The carriage came to a screeching halt and Esgeif and Citrine hurried out, cocking back their pistols and ready to kill some Houndgeist's.
A few feet ahead, there was broken earth; dirt and gravel and in the center of the cause was a gigantic rocker half the size of Queen Citrine’s castle. Citrine tucked her pistol in the back of her leather pants. She and Esgeif exchanged a knowing look. A knowing that this could either end very badly…or just bad. Either way, there will be a ten thousand century due bloodshed spread across their town.
Houndgiest’s stopped to stare as the Kingdoms army of soldiers and gunmen followed the Queen and her escort towards the giant rocker. While walking past, Citrine held her shungite pyramid in the air for all to see. Her pink frosted lips curled, her head tilted high, and thoughts of pride strode across her face. Intrigued, the Houndgeist’s slowly followed grumbling and mildly hissing through snake-like fangs. Some even licked their lips with their long, pink tongues that could spit venom at their victims, leaving them to melt. Or so the legend said.

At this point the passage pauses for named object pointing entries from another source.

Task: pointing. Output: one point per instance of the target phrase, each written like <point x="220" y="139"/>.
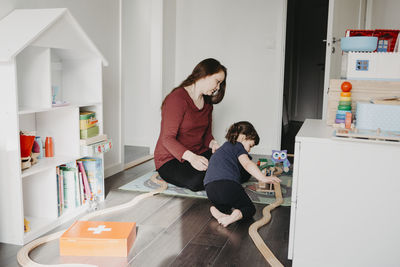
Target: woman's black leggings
<point x="227" y="194"/>
<point x="182" y="174"/>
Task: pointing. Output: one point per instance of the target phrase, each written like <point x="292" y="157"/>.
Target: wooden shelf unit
<point x="45" y="48"/>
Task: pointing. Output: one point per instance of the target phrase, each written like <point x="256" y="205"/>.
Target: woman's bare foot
<point x="227" y="220"/>
<point x="217" y="214"/>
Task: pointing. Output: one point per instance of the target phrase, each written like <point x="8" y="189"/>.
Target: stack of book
<point x="89" y="133"/>
<point x="79" y="182"/>
<point x="88" y="124"/>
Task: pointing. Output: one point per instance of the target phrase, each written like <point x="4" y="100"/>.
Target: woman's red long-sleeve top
<point x="183" y="127"/>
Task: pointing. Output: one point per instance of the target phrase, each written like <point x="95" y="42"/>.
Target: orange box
<point x="87" y="238"/>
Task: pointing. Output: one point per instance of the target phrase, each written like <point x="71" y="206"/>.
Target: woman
<point x="186" y="143"/>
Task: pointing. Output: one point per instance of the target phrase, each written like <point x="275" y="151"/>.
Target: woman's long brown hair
<point x="205" y="68"/>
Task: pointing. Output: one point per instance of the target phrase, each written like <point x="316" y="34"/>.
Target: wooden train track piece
<point x="253" y="229"/>
<point x="23" y="254"/>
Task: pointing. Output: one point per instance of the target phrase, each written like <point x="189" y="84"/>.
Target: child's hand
<point x="214" y="146"/>
<point x="271" y="179"/>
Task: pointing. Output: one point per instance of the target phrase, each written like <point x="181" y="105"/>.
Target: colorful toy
<point x="344" y="107"/>
<point x="269" y="168"/>
<point x="30" y="149"/>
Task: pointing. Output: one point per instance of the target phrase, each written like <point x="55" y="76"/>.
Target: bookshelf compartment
<point x="60" y="124"/>
<point x="40" y="195"/>
<point x="45" y="164"/>
<point x="77" y="76"/>
<point x="33" y="78"/>
<point x="98" y="109"/>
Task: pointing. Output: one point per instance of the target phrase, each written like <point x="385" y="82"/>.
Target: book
<point x="89" y="132"/>
<point x="94" y="172"/>
<point x="92" y="140"/>
<point x="69" y="188"/>
<point x="86" y="187"/>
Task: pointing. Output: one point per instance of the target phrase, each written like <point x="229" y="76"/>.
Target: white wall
<point x="385" y="14"/>
<point x="136" y="23"/>
<point x="248" y="38"/>
<point x="100" y="20"/>
<point x="142" y="47"/>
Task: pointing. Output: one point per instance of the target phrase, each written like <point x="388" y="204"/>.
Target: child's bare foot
<point x="217" y="214"/>
<point x="227" y="220"/>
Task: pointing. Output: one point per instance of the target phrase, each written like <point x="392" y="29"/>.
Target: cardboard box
<point x="89" y="238"/>
<point x="373" y="116"/>
<point x="371" y="66"/>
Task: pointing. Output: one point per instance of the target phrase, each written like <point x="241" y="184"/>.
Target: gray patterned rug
<point x="143" y="184"/>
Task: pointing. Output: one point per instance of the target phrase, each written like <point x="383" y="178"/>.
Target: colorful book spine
<point x="69" y="188"/>
<point x="85" y="181"/>
<point x="94" y="172"/>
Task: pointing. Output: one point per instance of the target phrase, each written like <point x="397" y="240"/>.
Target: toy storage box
<point x="371" y="66"/>
<point x="90" y="238"/>
<point x="373" y="116"/>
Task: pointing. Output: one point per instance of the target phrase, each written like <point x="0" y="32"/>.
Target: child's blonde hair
<point x="242" y="127"/>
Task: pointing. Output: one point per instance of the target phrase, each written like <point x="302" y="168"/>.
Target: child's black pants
<point x="227" y="194"/>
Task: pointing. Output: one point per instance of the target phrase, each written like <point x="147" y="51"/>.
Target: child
<point x="224" y="175"/>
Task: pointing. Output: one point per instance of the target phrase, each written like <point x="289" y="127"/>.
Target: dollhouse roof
<point x="53" y="28"/>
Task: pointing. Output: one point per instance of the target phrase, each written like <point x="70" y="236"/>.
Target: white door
<point x="343" y="15"/>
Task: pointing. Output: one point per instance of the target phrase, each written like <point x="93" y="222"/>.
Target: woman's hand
<point x="270" y="179"/>
<point x="214" y="145"/>
<point x="198" y="162"/>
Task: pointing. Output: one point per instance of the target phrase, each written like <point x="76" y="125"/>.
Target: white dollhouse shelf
<point x="40" y="50"/>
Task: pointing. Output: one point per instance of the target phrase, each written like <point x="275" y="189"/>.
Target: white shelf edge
<point x="40" y="226"/>
<point x="47" y="163"/>
<point x="28" y="110"/>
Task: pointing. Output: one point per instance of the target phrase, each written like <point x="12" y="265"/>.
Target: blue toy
<point x="281" y="156"/>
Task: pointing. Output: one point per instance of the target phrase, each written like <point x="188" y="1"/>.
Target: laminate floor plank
<point x="240" y="249"/>
<point x="196" y="255"/>
<point x="168" y="213"/>
<point x="165" y="248"/>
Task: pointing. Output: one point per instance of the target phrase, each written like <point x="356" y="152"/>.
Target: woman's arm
<point x="252" y="168"/>
<point x="173" y="113"/>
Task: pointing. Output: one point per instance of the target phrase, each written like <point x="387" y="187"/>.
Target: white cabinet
<point x="345" y="200"/>
<point x="40" y="49"/>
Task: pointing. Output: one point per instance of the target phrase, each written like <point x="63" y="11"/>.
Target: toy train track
<point x="253" y="229"/>
<point x="23" y="254"/>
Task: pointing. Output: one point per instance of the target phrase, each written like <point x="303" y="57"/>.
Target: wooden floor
<point x="132" y="153"/>
<point x="173" y="231"/>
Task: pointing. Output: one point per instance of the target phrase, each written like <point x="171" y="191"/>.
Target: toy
<point x="253" y="229"/>
<point x="30" y="149"/>
<point x="281" y="156"/>
<point x="23" y="254"/>
<point x="269" y="168"/>
<point x="344" y="107"/>
<point x="346" y="87"/>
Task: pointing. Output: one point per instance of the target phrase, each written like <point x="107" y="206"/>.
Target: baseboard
<point x="113" y="169"/>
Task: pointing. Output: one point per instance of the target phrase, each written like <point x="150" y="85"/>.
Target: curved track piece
<point x="23" y="254"/>
<point x="253" y="229"/>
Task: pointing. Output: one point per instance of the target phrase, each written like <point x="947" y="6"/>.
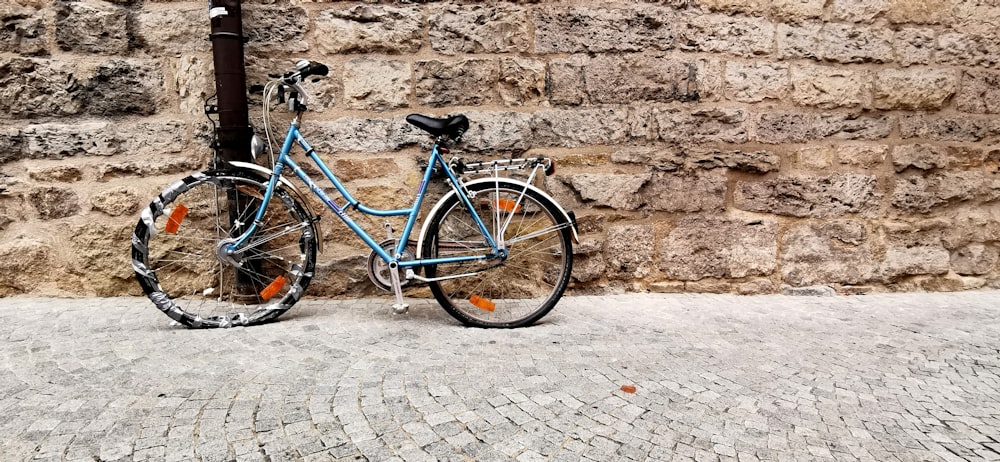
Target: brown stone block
<point x="810" y="196"/>
<point x="718" y="33"/>
<point x="376" y="84"/>
<point x="963" y="128"/>
<point x="369" y="29"/>
<point x="602" y="30"/>
<point x="756" y="82"/>
<point x="522" y="81"/>
<point x="921" y="11"/>
<point x="972" y="49"/>
<point x="40" y="88"/>
<point x="689" y="192"/>
<point x="915" y="88"/>
<point x="799" y="127"/>
<point x="175" y="29"/>
<point x="675" y="158"/>
<point x="829" y="87"/>
<point x="839" y="252"/>
<point x="469" y="82"/>
<point x="580" y="127"/>
<point x="710" y="247"/>
<point x="54" y="202"/>
<point x="23" y="31"/>
<point x="629" y="251"/>
<point x="722" y="124"/>
<point x="930" y="157"/>
<point x="980" y="92"/>
<point x="92" y="27"/>
<point x="914" y="45"/>
<point x="458" y="29"/>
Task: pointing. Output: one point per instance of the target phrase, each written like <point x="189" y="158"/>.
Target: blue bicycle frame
<point x="284" y="160"/>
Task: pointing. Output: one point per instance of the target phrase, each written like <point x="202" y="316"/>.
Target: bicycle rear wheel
<point x="178" y="257"/>
<point x="512" y="292"/>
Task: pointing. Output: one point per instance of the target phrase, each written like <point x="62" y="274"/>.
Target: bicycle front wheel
<point x="503" y="292"/>
<point x="180" y="262"/>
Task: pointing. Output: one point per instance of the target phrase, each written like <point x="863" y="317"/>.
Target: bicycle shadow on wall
<point x="236" y="245"/>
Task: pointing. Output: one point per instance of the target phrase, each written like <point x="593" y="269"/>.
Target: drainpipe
<point x="234" y="132"/>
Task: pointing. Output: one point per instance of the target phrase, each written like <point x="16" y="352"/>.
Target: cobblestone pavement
<point x="880" y="377"/>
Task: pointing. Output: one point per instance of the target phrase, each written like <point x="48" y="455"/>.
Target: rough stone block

The Queen and her army stopped. Citrine scowled as she peered around the area. Limbs of innocent people – her people, the people she grew up feeding and made clothes for – were scattered in piles of thick red blood beginning to freeze from the winter’s day.
“Where is your master?!” The Queen shouted, her crisp accent echoed aloud throughout the howling wind. Citrine glanced around at the monstrous beasts. The Queen and Esgeif were the only two out of the three=hundred soldiers and gunmen that were not shaking in terror by the sight of the beasts. They’d been through much worse though. Esgeif had slayed dragons and deathly parasites in his early lifespan and Citrine had prepared for this day for centuries. It would take far more than a simple houndgeist to make them tremble. “Where is your master?” Citrine said slower with less anger within her words. The Houndgeist’s breathed heavily and simply stared at the army then the crystal. Soon, it appeared they fell in a trance as they gazed upon the shungite. Moments of silence swept through the streets.
“Your highness, I don’t think they can understand you-”
The rocker’s door swung open horizontally, cutting Esgeif off from his concern. The houngeist’s hissed aloud, almost sounding like cheers for whoever – or whatever – was coming out of the rocker. Gunmen and shoulders stood guard, clutching their weapons and waiting for the right moment to fire, just as they were trained to. Large rusty boots clanked against the rocker’s staircase. A long black cloak was drenched over a pale, wrinkly body. Queen Citrine gasped in shock. She couldn’t believe who she was looking at. The Queen shot a glance to Esgeif. Esgeif furrowed a brow and and shared Citrine’s gaze.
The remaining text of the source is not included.